In Deutschland betreffen die meisten Rechtsstreitigkeiten vor Gericht das Mietrecht. Kaum ein anderes Rechtsgebiet ist derart im politischen Fokus. Beispiel "Mietpreisbremse": Seit Jahren liegt der Anstieg der Mieten bundesweit durchschnittlich unter der Inflationsrate, auch im Saarland. Nur in einigen wenigen Städten steigen die Mieten in den dort sehr begehrten Lagen stärker. Die Mietpreisbremse führt nun aber nicht dazu, dass eine vielleicht eher weniger verdienende Krankenschwester zum Beispiel in München oder Frankfurt sich dort eine Wohnung wird leisten können. Nein, nur die gut verdienenden Mieter werden sich für eine geringere Miete als ansonsten (vielleicht) marktüblich eine Wohnung anmieten können. Für die allermeisten Mietverhältnisse hat das Gesetz über die Mietpreisbremse überhaupt keine Auswirkungen
 
Muster einer Betriebskosten-/Nebenkostenabrechnung: Eine Betriebskostenabrechnung muss "aus sich heraus verständlich" und "rechnerisch nachvollziehbar" sein.
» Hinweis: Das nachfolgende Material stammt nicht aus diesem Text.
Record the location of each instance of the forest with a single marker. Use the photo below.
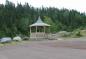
(15, 20)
Dazu gehören die Angabe der Gesamtkosten und der Verteilungsschlüssel (evtl. mit Erläuterung), die auf den Mieter entfallenden Einzelkosten, von deren Summe die Vorauszahlungen in Abzug zu bringen sind, woraus sich dann eine Nachzahlung oder ein Guthaben ergibt:  Muster einer Betriebskostenabrechnung
 
Aktuell
 
In der Wohnraummiete genügt zur Übertragung der Betriebskosten auf den Mieter die Vereinbarung, dass er die Betriebskosten zu tragen hat, so der BGH. Aber Vorsicht: Bei Abschluss des Mietvertrages wurde vereinbart, dass der Mieter die Betriebskosten gemäß Anlage 3 zu § 27 Abs. 2 der II. Berechnungsverordnung zu zahlen hat. Diese Vorschrift war zum Zeitpunkt des Abschlusses des Mietvertrages aber nicht mehr in Kraft, folglich die Vereinbarung unwirksam, seit 2003 ist  stattdessen die Betriebskosten-Verordnung maßgebend. Ob der Mieter die Betriebskosten tatsächlich zahlen muss, wenn lediglich vereinbart wurde „der Mieter trägt die Betriebskosten“ ist höchst fraglich. BGH Urteil v. 10.02.2016, VIII ZR 137/15
 
Einwendungen gegen Betriebskostenabrechnung nur binnen 12 Monaten möglich. Eine rechtswidrige Abrechnung wird bestandskräftig, wenn der Mieter Einwendungen nicht bis zum Ablauf des zwölften Monats nach Zugang erhebt, danach sind Einwendungen ausgeschlossen, § 556 Abs. 3 BGB. Dies umfasst auch nicht umlegbare Kosten, gilt aber dann nicht, wenn der Vermieter eine Abrechnung übermittelt, in der diese Kosten als „nicht umlegbar“ bezeichnet werden, BGH, Urteil v. 11.05.2016, VIII ZR 209/15.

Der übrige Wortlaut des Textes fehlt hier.